System equilibration was carried out in two stages. First, an NVT ensemble simulation was conducted at 303.15 K for 125 ps with a 1.0 fs time step. Temperature was controlled using Langevin dynamics with a collision frequency of 1.0 ps
−1, and protein heavy atoms were restrained with a harmonic force constant of 1.0 kcal·mol
−1·Å
−2. All covalent bonds involving hydrogen atoms were constrained using the SHAKE algorithm, and a nonbonded cutoff distance of 9.0 Å was employed. The equilibrated system was subsequently subjected to a 10 ns conventional NPT simulation at 303.15 K and 1 bar using a 2.0 fs integration time step. Pressure was maintained using a Monte Carlo barostat, while temperature control was achieved with the Langevin thermostat. After the conventional MD pre-run, accelerated molecular dynamics simulations were performed in the NPT ensemble using the dual-boost mode, in which both dihedral and total potential energy terms were modified to enhance conformational sampling. Following equilibration, a 500 ns production trajectory was generated. Trajectory analysis was performed using CPPTRAJ (Amber package, University of California, San Francisco, CA, USA;
https://ambermd.org, accessed on 1 December 2025) [
34]. Key parameters evaluated included RMSD of Cα atoms relative to the initial structure, RMSF, and Rg.

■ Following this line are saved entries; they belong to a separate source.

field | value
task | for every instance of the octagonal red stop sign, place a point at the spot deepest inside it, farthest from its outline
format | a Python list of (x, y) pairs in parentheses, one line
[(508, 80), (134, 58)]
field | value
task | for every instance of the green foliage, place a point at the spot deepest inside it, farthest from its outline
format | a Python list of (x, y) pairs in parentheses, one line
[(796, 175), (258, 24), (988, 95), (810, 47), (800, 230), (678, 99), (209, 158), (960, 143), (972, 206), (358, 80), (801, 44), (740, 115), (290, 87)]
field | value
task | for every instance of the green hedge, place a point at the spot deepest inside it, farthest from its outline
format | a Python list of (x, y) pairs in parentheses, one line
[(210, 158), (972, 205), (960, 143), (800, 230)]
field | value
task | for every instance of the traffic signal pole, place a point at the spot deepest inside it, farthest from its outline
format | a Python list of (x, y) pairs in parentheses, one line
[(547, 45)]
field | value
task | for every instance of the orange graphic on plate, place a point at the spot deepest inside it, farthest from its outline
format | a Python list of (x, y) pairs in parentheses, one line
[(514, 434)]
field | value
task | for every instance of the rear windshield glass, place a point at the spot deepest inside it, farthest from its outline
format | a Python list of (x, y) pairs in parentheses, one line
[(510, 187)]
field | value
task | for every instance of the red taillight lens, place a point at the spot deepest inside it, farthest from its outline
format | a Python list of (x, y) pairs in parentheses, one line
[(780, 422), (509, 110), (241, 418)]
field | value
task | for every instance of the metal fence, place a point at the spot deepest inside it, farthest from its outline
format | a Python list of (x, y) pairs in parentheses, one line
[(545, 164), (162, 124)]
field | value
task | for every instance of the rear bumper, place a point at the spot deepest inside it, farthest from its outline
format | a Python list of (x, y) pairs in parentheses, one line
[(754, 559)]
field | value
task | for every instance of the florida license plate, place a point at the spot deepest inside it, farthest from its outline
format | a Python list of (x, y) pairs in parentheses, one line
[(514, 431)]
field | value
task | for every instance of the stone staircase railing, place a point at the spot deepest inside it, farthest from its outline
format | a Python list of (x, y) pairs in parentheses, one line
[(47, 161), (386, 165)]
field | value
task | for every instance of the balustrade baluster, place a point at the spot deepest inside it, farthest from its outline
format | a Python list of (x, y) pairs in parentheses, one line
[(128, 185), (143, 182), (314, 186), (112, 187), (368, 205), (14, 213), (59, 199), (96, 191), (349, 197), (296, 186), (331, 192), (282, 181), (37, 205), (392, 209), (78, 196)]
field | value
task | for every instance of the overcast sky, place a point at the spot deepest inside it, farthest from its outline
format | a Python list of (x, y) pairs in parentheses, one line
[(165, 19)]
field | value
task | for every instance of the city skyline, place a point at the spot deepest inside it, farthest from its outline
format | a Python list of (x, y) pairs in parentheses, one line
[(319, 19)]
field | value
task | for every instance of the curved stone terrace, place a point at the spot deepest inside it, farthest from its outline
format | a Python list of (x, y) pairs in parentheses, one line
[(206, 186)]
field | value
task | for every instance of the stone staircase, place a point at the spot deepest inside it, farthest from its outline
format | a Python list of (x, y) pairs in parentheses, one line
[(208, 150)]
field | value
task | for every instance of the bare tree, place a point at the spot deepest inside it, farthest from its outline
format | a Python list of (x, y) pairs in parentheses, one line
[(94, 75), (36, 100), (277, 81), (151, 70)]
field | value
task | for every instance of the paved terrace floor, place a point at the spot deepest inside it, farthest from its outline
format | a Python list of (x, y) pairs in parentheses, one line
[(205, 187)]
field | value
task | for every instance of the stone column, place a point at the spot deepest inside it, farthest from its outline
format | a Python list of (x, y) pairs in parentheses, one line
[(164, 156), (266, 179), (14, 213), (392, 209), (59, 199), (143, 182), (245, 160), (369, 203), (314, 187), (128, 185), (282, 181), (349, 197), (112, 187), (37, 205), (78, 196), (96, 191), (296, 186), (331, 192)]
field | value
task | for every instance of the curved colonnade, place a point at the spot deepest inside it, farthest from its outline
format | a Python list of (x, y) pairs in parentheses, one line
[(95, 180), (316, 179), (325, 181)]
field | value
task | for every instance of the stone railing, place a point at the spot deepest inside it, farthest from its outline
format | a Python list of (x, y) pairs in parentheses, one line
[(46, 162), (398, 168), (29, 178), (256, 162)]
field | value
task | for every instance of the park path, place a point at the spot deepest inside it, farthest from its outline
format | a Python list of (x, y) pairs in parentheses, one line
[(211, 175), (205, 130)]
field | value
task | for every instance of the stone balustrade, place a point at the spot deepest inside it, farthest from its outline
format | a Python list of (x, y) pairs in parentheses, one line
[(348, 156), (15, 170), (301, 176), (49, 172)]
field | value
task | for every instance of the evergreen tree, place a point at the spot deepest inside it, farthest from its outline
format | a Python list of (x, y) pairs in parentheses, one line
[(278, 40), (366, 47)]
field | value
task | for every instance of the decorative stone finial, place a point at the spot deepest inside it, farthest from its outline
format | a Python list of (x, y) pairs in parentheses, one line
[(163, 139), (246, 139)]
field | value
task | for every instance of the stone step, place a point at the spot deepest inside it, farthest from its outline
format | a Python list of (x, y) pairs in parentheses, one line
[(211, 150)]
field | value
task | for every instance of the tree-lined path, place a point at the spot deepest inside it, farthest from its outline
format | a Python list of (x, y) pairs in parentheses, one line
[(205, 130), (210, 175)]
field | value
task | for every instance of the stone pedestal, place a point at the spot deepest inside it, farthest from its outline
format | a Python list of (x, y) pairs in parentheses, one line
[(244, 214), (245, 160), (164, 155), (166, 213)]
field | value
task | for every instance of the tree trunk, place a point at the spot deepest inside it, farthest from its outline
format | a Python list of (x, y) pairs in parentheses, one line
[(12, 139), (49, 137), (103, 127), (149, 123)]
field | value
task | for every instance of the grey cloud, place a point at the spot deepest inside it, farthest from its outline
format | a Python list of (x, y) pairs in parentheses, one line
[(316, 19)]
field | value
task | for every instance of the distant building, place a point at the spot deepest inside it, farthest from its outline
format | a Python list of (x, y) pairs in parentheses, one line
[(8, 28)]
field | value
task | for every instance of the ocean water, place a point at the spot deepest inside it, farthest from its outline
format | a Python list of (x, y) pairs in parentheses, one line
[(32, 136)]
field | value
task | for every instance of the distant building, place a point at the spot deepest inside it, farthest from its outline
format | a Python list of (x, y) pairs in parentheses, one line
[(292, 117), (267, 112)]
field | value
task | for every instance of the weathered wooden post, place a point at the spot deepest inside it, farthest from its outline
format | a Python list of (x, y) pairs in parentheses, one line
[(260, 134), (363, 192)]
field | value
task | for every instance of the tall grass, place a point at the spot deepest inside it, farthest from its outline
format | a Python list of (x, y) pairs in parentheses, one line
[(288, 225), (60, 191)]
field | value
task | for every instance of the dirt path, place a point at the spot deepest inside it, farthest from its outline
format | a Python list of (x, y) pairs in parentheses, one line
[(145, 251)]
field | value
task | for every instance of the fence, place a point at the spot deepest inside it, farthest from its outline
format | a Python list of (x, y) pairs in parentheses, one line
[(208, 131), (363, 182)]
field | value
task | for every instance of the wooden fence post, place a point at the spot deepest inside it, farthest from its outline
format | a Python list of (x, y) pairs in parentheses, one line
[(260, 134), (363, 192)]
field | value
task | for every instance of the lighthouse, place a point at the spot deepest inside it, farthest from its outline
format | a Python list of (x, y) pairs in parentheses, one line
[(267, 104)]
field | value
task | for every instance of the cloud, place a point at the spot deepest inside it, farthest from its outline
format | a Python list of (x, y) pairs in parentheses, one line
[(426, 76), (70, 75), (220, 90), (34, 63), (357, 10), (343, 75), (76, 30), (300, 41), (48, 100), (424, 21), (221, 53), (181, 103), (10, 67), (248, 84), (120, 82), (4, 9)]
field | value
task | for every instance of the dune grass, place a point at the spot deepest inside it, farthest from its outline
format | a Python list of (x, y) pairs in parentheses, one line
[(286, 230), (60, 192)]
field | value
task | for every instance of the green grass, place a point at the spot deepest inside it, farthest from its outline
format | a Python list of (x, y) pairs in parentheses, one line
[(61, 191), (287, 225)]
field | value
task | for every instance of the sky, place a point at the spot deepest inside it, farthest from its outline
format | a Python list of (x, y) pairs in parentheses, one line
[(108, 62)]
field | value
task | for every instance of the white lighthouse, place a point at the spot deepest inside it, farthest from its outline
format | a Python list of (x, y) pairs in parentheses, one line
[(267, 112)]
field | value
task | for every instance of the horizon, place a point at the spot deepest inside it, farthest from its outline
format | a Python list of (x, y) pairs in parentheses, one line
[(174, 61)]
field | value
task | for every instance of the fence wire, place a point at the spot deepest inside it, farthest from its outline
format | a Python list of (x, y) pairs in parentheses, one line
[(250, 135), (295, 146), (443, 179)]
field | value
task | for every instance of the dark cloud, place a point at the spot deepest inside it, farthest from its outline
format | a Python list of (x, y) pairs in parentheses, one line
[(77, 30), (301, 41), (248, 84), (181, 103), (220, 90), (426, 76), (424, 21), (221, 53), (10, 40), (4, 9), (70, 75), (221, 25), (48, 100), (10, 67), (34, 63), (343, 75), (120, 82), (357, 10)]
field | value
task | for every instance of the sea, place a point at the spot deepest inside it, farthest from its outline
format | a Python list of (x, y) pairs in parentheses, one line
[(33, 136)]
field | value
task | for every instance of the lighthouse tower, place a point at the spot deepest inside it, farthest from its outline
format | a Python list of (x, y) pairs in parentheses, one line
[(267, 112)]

MD simulations of the YEZV N D1-ssRNA(-) complex and the dimeric YEZV N-ssRNA(-) complex were additionally performed for 300 ns. All MD simulations were carried out using the Amber package (University of California, San Francisco, CA, USA). Clustering analysis of the trajectories was carried out for both systems using 10 clusters. For the YEZV N D1-ssRNA(-) complex, clustering was performed based on conserved residues of the monomer and three nucleotides involved in the RNA-binding site. For the YEZV N dimer-ssRNA(-) complex, clustering was performed using Cα atoms. Protein–RNA interactions were analyzed using VMD v2.0 (University of Illinois, Urbana-Champaign, IL, USA).